Some items that can be monitored by a telematics system include:
Headway monitoring and warning allows companies to know how closely their drivers are following vehicles in front of them. Many drivers overestimate how much headway they have to the car in front of them, resulting in insufficient time to react if the car ahead unexpectedly stops or slows down.
Hard braking is a good indication of driver behavior. Hard braking is a measure of driver events where there has been rapid deceleration. It can also be an indicator of following too closely, aggressive, inattentive or unsafe driving.
Speed measurement can relay how fast a driver is going. Management may set parameters, and if they are broken, an alert is generated, such as an email.
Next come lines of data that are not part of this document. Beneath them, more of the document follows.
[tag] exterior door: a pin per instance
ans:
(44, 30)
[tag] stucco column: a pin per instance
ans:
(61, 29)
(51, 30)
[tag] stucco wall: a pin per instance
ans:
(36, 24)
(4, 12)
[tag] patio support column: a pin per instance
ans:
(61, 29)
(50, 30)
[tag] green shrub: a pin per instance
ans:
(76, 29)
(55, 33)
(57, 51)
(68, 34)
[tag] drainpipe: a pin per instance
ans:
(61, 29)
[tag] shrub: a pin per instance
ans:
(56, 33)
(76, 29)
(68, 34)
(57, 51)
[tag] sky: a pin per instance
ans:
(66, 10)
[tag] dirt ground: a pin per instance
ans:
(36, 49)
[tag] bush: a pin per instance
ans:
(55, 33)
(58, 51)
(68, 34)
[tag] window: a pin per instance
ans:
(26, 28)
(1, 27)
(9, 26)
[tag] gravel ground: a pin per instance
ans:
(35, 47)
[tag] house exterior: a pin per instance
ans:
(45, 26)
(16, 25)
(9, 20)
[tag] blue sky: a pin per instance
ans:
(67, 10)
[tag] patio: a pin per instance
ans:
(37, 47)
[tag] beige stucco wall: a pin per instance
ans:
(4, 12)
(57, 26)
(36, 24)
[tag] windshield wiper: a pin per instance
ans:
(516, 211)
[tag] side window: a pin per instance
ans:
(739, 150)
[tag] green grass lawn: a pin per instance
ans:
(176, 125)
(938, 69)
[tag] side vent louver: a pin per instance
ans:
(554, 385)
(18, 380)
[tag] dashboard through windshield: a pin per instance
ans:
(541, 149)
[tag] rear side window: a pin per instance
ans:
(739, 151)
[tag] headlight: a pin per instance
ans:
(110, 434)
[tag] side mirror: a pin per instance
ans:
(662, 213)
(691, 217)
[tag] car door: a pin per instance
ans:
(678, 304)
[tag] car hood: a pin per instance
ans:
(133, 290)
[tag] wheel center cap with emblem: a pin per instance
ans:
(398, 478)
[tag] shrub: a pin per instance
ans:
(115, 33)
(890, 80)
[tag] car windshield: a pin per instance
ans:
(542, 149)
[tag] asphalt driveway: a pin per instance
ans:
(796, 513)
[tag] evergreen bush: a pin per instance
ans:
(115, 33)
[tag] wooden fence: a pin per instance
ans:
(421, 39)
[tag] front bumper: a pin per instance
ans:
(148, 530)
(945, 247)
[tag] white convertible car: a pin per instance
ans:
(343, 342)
“These are just a few examples of how you can monitor driver behavior,” says Peterson. “As a telematics user, you may be overloaded by the information from these systems. Given limited resources, it’s best to focus on one or two items, such as hard braking. You can’t chase every speeding event that comes your way, but if you have a driver who is consistently hard braking, you can take steps to modify that behavior.”
There are myriad telematics systems available on the market today. Some are hard-dash installed into the vehicle, some are “plug-and-play,” and others are simply app-based solutions on smart phones.
Event camera systems can be considered one of the most advanced systems available. These systems can view traffic ahead and activity in the cab of the vehicle. It can also be programmed so that when triggered, it will record several seconds before and after the event.
For example, following a hard-braking incident, company management reviews the video and determines the driver had plenty of following distance but failed to note stopped traffic ahead early enough. The subsequent coaching session can focus on the actual deficiency rather than just the fact that they had a hard brake.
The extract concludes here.